他将那张符给了祝行殊。黑雾被放出来后立马就被剑吸收进去。
时霁表面上云淡风轻,眼里却有期盼的光亮雀跃。
终于,小芽能有水了。
纯黑的剑逐渐发烫,像是一块被泼了水的滚烫石头,滋滋地冒出白烟,水雾向上升腾。
他们等了一个时辰,这把剑终于平静下来,安稳地呆在祝行殊的掌心。
时霁等待了这么长的时间,眼中的期待不减反增,等着水被放出来。
“完成了。”
“完成了?”时霁疑惑,“里面的无妄乡之水不放出来吗?”
“已经放出来了啊。”
“在哪里?”
“就是刚才升腾而上的水雾啊。”祝行殊疑惑地说,“怎么了?”
时霁:“……”
祝行殊眼中疑惑更甚:“你似乎对无妄乡之水很关注?我听说有一些灵苗需要用无妄乡之水固灵,你需要它对吗?”

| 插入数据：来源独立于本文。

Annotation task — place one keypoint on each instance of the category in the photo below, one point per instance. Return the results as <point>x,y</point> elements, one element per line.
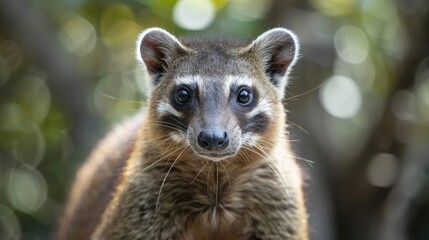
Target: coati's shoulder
<point>97,179</point>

“嗯……是的。我最近种的花需要固灵,所以对无妄乡之水额外关注了些。不过也不是特别紧要。”时霁声带僵硬,“所以,无妄乡之水‘被放出来’指的是变成蒸汽散出来吗?”
“是啊。”
“……”
很好,蒸汽都散光了,一点都没存起来。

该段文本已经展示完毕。